Telephone operators at the Trail exchange in the early 1900s. Photo: Trail Historical Society

Telephone operators at the Trail exchange in the early 1900s. Photo: Trail Historical Society

Trail Blazers: Early communication began with 30 telephones

Trail Blazers is a weekly feature in partnership with the Trail Museum and Archives

No matter where a person is these days in terms of place or location, most are at-the-ready to answer their calls with a cell phone in hand.

The most recent data from the CRTC (Canadian Radio-television Telecommunications Commission) shows Canadian households continue to abandon landline telephone service in favour of mobile service, with a third subscribing to mobile service only (2016 stats).

Household subscriptions to television services are also declining, while the percentage of households with internet service now surpasses 87 per cent.

Canadian households spend more per month on mobile services ($92) than landline services ($27.50).

With this in mind, this week’s Trail Blazers feature looks at where telecommunications all began in the city.

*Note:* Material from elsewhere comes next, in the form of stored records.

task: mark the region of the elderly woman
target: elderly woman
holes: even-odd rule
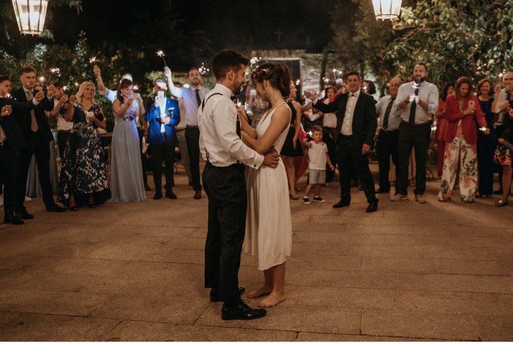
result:
[[[445,153],[444,168],[440,182],[438,200],[450,199],[456,179],[458,160],[460,161],[460,197],[462,201],[474,201],[477,188],[477,128],[476,120],[481,127],[486,128],[484,115],[479,106],[477,97],[471,92],[472,80],[461,77],[455,85],[455,92],[447,96],[445,101],[447,124],[444,138]]]
[[[76,96],[69,96],[65,117],[74,125],[64,150],[57,199],[73,211],[85,204],[96,208],[110,197],[103,149],[96,131],[97,128],[105,129],[105,117],[93,99],[94,94],[93,83],[83,83]]]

Interestingly, Trail did have telephones in the earliest of days.

The first telephones were brought to the city in 1895 by Colonel E.S Topping.

There were 30 phones rented for $5 a month.

The telephone exchange building was in the Hanna Block, located on the north east corner of Bay Avenue and Helena Street.

This telephone system was acquired by the Nelson and Vernon Telegraph Co. in 1896 and then amalgamated with the BC Telephone Company in 1903.

In 1919, the BC Telephone Company erected an exchange building on the corner of Spokane Street and Pine Avenue.

Telephone companies in Canada can trace their roots to the invention of the telephone by Alexander Graham Bell near Brantford, Ontario in 1874.

The world’s first long-distance telephone call was made in 1876 over 16 kilometers (10 miles) of telegraph wires between Brantford and Paris, Ontario.

In 1880, the Bell Telephone Company of Canada was established in Montreal, and other companies providing local service in other cities sprung up across the country.

At the time, long-distance inter-city communications was not technically possible, so these companies each provided telephone service in a local area.